Where: on the edge of the Old Forest
When: Pre-dawn Monday morning.
Warnings: None
Silence
Almost asleep
Quiet whispers of night
Soft echoes, sound, become a part
Of you.
Bounder: The Bounders were an organization of hobbits charged with patrolling the borders. Along with the Shirriffs-service, they were charged with responsibility of keeping strange persons and creatures from entering the Shire and making trouble. They wandered or perhaps patrolled parts of the Shire and its borders as part of their duties. They deferred to the Shirriffs-service and were probably deputized able-bodied hobbits that were charged with helping them in their job. By about the time just before the War of the Ring, their numbers had increased due to reports of strange folk entering the Shire and were busier than ever before.”
“WINTER!”
The yell pierced not only the hollow of land, near the forest, where the word was shouted from but the creek bed and into the swell of land near the road that housed one of the bounders. They lived near enough to the East Road to help keep the unsavory types from entering The Shire and yet far enough away so as not to disrupt the flow of traffic between the Gray Havens and the lands to the east.
“FEAR, FIRE, FOES, AWAKE”
The words crackled and groaned through the round windows and flung themselves to the ears into the dark head lying on an arm, resting on an open book. Black ink spilled stained the table where a quill had lost a battle with the blade of a pocket knife in a frustrated attempt to shape it into a functional writing instrument. My head lifted up and dark eyes went darker with each word. Too many years of working in the Black Hills on my uncle’s ranch had instilled that sudden wakefulness when something was invading the cattle ranch. I was halfway into shoving coat and jeans on before even getting to the door, and grabbing the bow and quiver of arrows that sat next to it before I realized who I was, and where I was at. Chetan Winter. I am still me. My dark coat and night shirt flapped dust wafting up into the air behind me, speaking of the number of times that we had been called out of our homes on nights like this.
The door crashed open with a bang, and I sprinted up the creeks rise toward the blaze of torches breaking the still blackness of the night. Already I could see the dark shapes on the edge of the forest where two other Bounders were fighting another pride of Igmutaka which had come down from the northern mountains. They had learned how to jump the forest’s High Hay wall and had taken to attacking the small clustering of cattle and pigs that the Master of Brandy Hall was keeping.

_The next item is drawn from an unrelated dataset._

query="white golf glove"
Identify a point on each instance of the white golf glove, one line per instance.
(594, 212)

I already had an arrow notched and ready to draw even before I had reached the gathering of hoes and pitch forks that they were using. “Inhale full, exhale half, draw to your anchor, center, loose.” I paused to make sure of my sights before letting loose the arrow into the sides of one of the large cats. One of several, I didn’t stop and drew and fired a second and then a third. “Inhale full, exhale half, draw to your anchor, center, loose.” - Just the way my uncle in the Black Hills had taught me. - His voice going over each step again and again echoing in my ear. I hear him with each arrow I loose. And each target I choose. No mistakes, do not throw away arrows needlessly. And a fourth, that was all I could fire off before I had quit my run, and reached to join the fracas already spiraling into a fierce fight of metal and claws.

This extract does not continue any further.